Recipe: Haricot Mutton I

Rating: 4.8 stars based on 788 reviews


  • 4 lbs. of the middle or best end of the neck of mutton
  • 3 carrots
  • 3 turnips
  • 3 onions
  • pepper and salt to taste
  • 1 tablespoonful of ketchup or Harvey's sauce.


  • Trim off some of the fat, cut the mutton into rather thin chops, and put them into a frying-pan with the fat trimmings.
  • Fry to a pale brown, but do not cook them enough for eating.
  • Cut the carrots and turnips into dice, and the onions into slices, and slightly fry them in the same fat that the mutton was browned in, but do not allow them to take any colour.
  • Now lay the mutton at the bottom of a stewpan, then the vegetables, and pour over them just sufficient boiling water to cover the whole.
  • Give one boil, skim well, and then set the pan on the side of the fire to simmer gently until the meat is tender.
  • Skim off every particle of fat, add a seasoning of pepper and salt, and a little ketchup, and serve.

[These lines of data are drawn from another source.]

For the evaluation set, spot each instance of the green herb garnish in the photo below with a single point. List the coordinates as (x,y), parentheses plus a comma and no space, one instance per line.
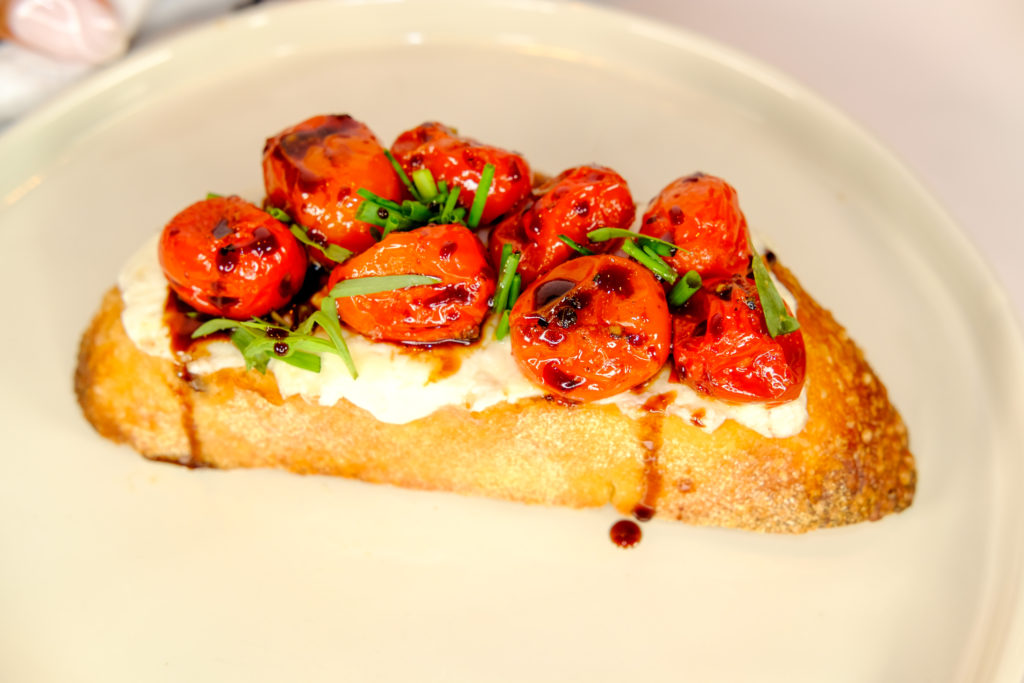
(576,247)
(777,319)
(480,199)
(509,284)
(684,288)
(432,203)
(375,284)
(261,340)
(334,252)
(651,261)
(659,247)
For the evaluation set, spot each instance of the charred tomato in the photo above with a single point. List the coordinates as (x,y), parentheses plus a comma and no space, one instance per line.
(459,162)
(313,169)
(452,309)
(225,257)
(576,202)
(591,328)
(722,348)
(700,214)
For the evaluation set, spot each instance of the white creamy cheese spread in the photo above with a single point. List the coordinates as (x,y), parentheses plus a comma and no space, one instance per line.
(398,385)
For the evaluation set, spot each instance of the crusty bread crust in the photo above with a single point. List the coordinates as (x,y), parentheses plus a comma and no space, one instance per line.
(851,462)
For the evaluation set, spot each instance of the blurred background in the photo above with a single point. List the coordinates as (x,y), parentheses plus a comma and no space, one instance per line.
(939,82)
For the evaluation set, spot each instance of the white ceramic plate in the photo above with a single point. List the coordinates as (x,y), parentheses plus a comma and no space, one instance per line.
(115,568)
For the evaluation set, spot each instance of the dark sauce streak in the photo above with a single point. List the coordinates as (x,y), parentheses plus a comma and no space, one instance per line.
(181,325)
(651,426)
(626,534)
(613,279)
(551,290)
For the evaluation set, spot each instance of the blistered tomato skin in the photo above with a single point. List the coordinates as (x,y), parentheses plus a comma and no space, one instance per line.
(591,328)
(722,348)
(460,161)
(225,257)
(576,202)
(453,309)
(700,214)
(312,171)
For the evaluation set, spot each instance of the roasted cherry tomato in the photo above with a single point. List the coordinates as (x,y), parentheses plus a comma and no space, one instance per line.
(576,202)
(225,257)
(312,171)
(722,348)
(591,328)
(450,310)
(460,161)
(700,214)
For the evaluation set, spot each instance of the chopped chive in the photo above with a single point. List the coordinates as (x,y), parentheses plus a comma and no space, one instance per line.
(684,289)
(777,319)
(332,326)
(376,284)
(659,247)
(514,290)
(650,261)
(334,252)
(502,331)
(377,199)
(216,325)
(449,208)
(400,172)
(280,214)
(577,247)
(425,185)
(506,276)
(480,198)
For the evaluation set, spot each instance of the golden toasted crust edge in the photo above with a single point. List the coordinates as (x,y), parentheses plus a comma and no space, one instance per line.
(850,464)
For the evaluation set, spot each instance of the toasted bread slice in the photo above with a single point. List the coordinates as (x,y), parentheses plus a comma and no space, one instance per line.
(850,463)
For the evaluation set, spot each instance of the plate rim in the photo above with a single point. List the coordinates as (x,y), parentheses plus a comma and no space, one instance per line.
(163,52)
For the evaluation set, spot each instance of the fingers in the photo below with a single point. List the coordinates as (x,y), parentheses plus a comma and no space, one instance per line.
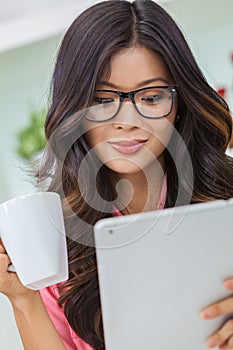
(2,248)
(223,336)
(228,283)
(4,259)
(217,309)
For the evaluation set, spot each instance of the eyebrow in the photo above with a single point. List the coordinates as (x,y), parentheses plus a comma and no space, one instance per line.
(141,84)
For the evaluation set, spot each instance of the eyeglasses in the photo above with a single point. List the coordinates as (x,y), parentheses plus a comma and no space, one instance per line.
(154,102)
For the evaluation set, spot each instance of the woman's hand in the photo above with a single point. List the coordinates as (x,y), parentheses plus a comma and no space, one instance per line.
(223,338)
(10,284)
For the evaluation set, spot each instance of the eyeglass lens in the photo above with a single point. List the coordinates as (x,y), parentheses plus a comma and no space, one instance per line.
(151,103)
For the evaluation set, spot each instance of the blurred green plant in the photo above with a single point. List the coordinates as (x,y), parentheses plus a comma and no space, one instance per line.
(31,139)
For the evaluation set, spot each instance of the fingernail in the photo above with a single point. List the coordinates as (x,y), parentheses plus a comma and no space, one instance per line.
(205,314)
(229,284)
(211,343)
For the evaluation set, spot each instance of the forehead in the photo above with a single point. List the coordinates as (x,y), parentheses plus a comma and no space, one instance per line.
(131,66)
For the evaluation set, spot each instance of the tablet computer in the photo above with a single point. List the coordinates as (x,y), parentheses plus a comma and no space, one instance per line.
(158,269)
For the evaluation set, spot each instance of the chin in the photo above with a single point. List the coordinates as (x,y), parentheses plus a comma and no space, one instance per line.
(123,166)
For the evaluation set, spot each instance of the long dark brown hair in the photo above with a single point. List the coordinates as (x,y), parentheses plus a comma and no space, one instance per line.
(205,126)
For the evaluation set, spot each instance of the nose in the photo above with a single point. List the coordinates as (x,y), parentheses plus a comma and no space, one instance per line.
(127,118)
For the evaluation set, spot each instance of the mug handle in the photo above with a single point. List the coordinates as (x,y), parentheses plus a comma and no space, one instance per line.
(11,268)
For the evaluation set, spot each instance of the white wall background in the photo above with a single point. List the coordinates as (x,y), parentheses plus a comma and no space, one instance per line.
(25,73)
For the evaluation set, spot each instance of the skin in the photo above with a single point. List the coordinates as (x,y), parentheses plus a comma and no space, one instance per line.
(129,68)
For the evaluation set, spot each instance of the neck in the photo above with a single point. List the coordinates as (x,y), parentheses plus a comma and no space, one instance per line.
(141,191)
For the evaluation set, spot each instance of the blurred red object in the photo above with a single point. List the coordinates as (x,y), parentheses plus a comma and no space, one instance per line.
(222,92)
(232,57)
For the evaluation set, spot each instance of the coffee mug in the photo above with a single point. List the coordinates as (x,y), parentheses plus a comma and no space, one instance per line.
(33,233)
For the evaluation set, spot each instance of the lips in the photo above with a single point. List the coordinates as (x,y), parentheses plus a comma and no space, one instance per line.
(127,146)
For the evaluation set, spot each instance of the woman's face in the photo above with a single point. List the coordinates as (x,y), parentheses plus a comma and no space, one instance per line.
(129,142)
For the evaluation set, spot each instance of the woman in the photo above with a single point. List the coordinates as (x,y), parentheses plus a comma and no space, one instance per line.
(125,85)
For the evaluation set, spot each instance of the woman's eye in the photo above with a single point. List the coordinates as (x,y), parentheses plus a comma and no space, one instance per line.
(103,100)
(153,99)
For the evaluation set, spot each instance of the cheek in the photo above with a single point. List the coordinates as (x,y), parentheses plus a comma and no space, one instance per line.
(162,131)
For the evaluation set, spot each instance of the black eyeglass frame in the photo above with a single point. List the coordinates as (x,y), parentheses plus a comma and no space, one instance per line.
(131,94)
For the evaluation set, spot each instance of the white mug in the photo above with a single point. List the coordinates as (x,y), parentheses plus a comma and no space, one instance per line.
(33,233)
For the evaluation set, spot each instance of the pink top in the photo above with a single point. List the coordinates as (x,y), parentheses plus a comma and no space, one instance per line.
(50,295)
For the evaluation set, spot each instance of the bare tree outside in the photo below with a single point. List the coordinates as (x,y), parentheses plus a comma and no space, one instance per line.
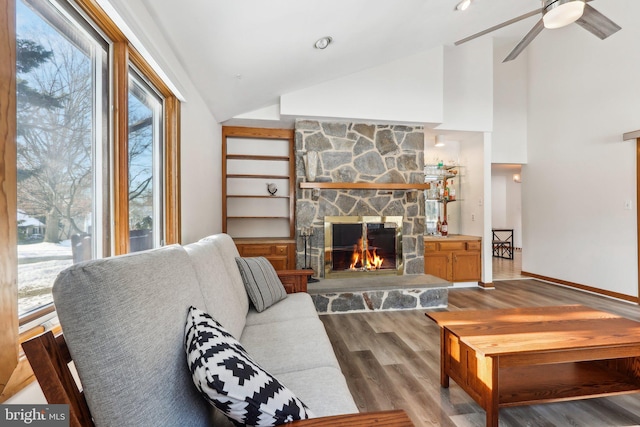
(55,139)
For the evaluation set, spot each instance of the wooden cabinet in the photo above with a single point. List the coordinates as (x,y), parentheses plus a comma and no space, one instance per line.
(455,258)
(281,253)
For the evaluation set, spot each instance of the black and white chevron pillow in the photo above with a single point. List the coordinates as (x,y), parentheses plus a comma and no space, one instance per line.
(230,380)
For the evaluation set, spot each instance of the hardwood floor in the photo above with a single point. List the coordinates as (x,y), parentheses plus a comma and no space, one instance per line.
(392,361)
(507,269)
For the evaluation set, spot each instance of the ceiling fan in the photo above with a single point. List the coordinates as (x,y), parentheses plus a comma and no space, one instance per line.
(556,14)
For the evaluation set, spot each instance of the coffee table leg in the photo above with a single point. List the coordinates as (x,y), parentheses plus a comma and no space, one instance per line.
(488,374)
(444,356)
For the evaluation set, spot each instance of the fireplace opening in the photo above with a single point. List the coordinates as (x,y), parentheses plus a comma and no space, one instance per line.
(363,244)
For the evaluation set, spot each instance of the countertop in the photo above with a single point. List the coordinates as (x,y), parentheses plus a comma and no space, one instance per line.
(451,237)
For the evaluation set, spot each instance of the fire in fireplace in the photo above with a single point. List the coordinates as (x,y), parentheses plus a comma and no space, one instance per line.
(363,244)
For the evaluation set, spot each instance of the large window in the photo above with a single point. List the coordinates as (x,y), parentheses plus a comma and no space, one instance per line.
(145,165)
(62,77)
(89,154)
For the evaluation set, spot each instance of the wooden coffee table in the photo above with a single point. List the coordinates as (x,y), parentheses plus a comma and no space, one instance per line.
(523,356)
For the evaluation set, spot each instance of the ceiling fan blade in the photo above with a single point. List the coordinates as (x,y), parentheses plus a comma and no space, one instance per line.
(596,23)
(525,41)
(497,27)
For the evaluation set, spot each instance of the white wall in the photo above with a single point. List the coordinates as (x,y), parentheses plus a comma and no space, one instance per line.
(407,90)
(506,201)
(468,86)
(583,95)
(201,135)
(509,138)
(475,214)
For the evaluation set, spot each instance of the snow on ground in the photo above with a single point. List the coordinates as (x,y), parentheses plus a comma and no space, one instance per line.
(39,250)
(38,266)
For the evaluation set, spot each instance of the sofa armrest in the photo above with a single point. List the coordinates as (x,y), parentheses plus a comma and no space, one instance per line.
(397,418)
(294,280)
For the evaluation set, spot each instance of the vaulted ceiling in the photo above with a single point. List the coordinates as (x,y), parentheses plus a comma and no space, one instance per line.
(242,55)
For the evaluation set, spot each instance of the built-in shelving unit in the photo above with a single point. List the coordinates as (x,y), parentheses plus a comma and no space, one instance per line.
(261,224)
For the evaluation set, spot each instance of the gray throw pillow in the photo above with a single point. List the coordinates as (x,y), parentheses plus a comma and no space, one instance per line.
(229,379)
(261,282)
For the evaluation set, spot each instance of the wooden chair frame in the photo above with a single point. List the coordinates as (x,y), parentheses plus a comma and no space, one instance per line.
(49,358)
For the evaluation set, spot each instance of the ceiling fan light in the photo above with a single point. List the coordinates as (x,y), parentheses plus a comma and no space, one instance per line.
(463,5)
(560,13)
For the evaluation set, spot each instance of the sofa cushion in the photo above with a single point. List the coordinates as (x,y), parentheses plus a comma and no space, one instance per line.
(229,379)
(220,298)
(228,254)
(261,281)
(329,394)
(123,320)
(296,306)
(289,346)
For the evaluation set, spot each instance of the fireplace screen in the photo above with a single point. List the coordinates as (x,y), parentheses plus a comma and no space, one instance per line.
(363,244)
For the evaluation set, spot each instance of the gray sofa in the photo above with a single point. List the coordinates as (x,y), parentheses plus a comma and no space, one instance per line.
(123,320)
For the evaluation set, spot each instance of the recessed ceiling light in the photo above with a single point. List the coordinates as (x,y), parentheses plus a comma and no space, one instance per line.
(323,42)
(463,5)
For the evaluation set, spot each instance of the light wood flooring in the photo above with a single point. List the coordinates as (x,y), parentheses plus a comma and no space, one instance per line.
(508,269)
(391,360)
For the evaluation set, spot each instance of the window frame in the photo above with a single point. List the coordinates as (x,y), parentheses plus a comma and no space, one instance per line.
(15,372)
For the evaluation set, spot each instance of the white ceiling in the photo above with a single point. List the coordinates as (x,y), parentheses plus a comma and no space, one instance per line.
(243,54)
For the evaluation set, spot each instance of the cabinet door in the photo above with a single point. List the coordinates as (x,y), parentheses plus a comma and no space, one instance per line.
(466,266)
(438,264)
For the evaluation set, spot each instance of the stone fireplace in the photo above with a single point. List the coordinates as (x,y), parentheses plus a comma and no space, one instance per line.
(361,153)
(362,244)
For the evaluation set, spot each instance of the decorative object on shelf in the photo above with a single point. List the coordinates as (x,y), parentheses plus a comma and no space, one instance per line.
(310,159)
(306,233)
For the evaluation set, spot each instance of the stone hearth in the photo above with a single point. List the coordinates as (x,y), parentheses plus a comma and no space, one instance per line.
(377,294)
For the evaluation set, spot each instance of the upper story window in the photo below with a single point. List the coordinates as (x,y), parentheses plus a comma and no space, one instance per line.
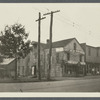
(68,56)
(74,46)
(89,51)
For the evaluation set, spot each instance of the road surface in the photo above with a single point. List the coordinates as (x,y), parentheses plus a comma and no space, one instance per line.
(85,85)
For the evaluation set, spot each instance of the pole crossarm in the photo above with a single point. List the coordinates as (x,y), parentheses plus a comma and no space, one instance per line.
(40,19)
(51,12)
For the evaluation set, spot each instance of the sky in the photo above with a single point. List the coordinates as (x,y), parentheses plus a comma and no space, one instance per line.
(75,20)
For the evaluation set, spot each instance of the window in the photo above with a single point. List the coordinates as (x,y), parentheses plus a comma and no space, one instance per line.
(97,52)
(89,51)
(80,58)
(57,57)
(74,46)
(68,56)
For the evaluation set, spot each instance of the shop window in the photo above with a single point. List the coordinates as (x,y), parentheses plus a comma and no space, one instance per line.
(97,52)
(80,58)
(89,51)
(68,56)
(74,46)
(57,57)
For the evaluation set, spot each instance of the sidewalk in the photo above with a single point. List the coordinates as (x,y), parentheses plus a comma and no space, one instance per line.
(77,78)
(30,79)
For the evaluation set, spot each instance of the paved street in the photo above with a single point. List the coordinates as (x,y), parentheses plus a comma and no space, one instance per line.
(72,85)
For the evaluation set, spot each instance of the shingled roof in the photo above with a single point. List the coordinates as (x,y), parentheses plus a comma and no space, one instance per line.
(61,43)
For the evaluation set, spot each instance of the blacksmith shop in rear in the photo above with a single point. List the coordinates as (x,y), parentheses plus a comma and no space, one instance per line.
(92,59)
(67,58)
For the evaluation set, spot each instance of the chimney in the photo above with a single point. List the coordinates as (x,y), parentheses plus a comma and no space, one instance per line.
(48,41)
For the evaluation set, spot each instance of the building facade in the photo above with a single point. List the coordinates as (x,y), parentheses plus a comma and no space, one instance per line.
(92,59)
(28,66)
(67,58)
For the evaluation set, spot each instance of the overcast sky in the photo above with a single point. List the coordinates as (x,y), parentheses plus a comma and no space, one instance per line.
(81,20)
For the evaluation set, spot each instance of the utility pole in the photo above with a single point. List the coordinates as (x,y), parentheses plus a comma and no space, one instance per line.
(39,35)
(50,43)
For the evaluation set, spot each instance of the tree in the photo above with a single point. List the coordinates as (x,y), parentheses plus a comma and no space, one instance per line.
(13,42)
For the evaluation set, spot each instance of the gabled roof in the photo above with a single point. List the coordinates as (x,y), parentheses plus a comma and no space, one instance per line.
(61,43)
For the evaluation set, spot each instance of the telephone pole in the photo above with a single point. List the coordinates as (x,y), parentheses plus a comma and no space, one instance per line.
(39,35)
(50,43)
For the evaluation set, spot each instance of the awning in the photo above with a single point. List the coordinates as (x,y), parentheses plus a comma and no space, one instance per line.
(75,62)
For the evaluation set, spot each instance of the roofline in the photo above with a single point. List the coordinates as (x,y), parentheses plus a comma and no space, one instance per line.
(63,40)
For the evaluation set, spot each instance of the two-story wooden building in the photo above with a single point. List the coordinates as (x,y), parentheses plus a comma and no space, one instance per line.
(92,59)
(28,66)
(67,58)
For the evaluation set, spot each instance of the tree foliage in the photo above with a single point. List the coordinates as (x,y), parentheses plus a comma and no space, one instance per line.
(13,41)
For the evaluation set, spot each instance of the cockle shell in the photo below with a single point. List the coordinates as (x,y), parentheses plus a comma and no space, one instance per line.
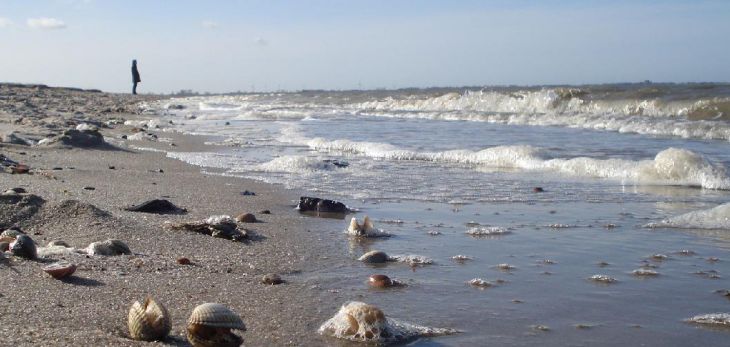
(360,322)
(60,269)
(366,229)
(374,257)
(148,321)
(24,247)
(380,281)
(108,247)
(210,325)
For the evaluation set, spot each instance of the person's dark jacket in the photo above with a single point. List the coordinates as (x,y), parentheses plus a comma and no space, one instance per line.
(135,74)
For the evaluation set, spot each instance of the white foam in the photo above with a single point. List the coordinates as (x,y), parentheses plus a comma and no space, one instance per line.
(714,218)
(553,107)
(672,166)
(296,164)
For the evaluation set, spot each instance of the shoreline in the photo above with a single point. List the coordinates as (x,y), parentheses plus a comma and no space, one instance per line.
(91,308)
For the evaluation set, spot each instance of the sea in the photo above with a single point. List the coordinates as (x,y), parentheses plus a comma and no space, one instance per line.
(590,215)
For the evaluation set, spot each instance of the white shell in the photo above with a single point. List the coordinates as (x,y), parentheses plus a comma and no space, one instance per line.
(148,321)
(360,322)
(216,315)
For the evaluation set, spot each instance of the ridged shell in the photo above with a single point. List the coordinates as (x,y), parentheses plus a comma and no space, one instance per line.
(202,336)
(148,321)
(217,316)
(60,269)
(108,247)
(24,247)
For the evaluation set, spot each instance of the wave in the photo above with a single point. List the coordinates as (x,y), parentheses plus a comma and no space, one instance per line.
(672,166)
(714,218)
(703,119)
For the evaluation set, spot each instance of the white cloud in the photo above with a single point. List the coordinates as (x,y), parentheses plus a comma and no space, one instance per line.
(4,22)
(46,23)
(209,24)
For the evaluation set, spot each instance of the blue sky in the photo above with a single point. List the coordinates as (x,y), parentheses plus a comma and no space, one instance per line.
(223,46)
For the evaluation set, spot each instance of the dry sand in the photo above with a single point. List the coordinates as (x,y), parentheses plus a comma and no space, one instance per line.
(90,308)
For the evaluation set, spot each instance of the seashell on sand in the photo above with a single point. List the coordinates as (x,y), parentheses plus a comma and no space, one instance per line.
(24,247)
(360,322)
(148,321)
(272,279)
(716,319)
(374,257)
(108,247)
(60,269)
(366,229)
(246,218)
(58,243)
(210,325)
(380,281)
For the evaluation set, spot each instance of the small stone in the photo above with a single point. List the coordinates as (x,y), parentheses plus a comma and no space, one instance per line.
(246,218)
(272,279)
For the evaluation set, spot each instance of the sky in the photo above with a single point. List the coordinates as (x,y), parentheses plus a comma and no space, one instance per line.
(262,45)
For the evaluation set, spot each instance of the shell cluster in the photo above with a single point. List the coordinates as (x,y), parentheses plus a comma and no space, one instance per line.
(108,247)
(210,325)
(148,321)
(361,322)
(366,229)
(60,269)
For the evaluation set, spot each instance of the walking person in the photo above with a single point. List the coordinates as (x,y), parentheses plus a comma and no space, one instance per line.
(135,77)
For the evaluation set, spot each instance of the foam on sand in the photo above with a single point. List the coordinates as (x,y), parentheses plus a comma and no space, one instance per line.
(714,218)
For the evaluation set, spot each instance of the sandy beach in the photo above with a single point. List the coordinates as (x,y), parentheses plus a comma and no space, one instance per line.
(78,195)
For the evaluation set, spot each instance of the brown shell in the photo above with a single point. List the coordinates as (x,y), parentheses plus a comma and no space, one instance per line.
(60,269)
(216,316)
(202,336)
(148,321)
(380,281)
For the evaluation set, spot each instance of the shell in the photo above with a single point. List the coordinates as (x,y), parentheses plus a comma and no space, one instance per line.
(374,257)
(58,243)
(148,321)
(24,247)
(246,218)
(380,281)
(108,247)
(12,233)
(216,316)
(60,269)
(209,326)
(360,322)
(203,336)
(272,279)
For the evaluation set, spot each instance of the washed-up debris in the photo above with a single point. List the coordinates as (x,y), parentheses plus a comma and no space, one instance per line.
(148,321)
(360,322)
(715,319)
(158,206)
(309,204)
(272,279)
(210,324)
(366,229)
(216,226)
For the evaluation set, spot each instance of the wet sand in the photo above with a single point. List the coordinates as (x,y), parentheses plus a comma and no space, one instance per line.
(90,308)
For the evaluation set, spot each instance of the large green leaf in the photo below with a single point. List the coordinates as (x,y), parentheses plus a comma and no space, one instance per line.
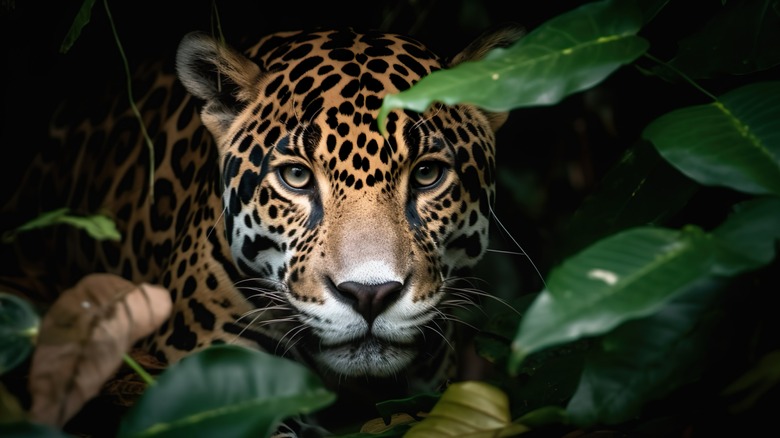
(647,358)
(18,329)
(225,391)
(632,274)
(564,55)
(748,238)
(641,189)
(625,276)
(732,142)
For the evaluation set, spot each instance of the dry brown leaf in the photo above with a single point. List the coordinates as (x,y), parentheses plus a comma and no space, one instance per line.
(83,338)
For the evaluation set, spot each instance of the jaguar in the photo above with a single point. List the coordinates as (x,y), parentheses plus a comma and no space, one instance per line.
(279,217)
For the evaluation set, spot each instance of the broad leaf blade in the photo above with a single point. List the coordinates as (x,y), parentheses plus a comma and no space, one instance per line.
(625,276)
(749,236)
(225,391)
(733,142)
(567,54)
(18,329)
(468,408)
(641,189)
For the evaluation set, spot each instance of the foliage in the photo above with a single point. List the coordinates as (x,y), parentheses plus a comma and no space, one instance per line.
(646,299)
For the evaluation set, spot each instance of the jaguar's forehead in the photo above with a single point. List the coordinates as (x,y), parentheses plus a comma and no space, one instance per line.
(320,96)
(398,57)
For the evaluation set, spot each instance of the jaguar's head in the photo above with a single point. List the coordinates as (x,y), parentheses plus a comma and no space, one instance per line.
(360,233)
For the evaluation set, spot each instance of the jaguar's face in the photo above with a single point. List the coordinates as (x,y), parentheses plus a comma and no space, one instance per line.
(359,233)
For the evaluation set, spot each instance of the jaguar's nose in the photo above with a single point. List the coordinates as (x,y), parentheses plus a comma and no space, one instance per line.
(369,299)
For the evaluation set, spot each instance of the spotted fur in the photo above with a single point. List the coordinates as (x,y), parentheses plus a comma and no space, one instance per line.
(279,217)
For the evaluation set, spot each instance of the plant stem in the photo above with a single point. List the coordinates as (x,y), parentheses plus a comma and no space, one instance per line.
(137,113)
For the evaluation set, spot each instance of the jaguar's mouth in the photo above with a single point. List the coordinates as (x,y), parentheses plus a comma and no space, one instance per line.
(369,356)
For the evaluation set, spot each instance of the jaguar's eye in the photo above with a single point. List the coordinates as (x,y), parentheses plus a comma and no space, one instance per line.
(427,174)
(296,176)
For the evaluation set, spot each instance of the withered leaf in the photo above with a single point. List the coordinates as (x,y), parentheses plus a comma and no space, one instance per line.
(83,338)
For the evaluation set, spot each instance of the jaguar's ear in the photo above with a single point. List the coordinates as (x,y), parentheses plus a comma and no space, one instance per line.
(502,36)
(225,79)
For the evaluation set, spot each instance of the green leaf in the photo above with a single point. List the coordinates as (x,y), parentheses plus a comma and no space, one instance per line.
(641,189)
(225,391)
(81,20)
(567,54)
(748,238)
(98,226)
(625,276)
(647,358)
(735,41)
(733,142)
(468,408)
(18,330)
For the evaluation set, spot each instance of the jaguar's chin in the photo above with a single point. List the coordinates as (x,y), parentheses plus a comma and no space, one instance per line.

This dish is very much better if made the day before it is wanted for table, as the fat can be so much more easily removed when the gravy is cold.

This should be particularly attended to, as it is apt to be rather rich and greasy if eaten the same day it is made.

It should be served in rather a deep dish.


Time.—2-1/2 hours to simmer gently. Average cost, for this quantity, 3s. Sufficient for 6 or 7 persons. Seasonable at any time.

Beeton, Mrs. Isabella Mary. The Book of Household Management.

Published Originally By S. O. Beeton in 24 Monthly Parts 1859-1861.

First Published in a Bound Edition 1861.


har·i·cot n.

    A highly seasoned mutton or lamb stew with vegetables.

    [French, from Old French hericot, hericoq, possibly from harigoter, to cut into pieces, probably of Germanic origin.]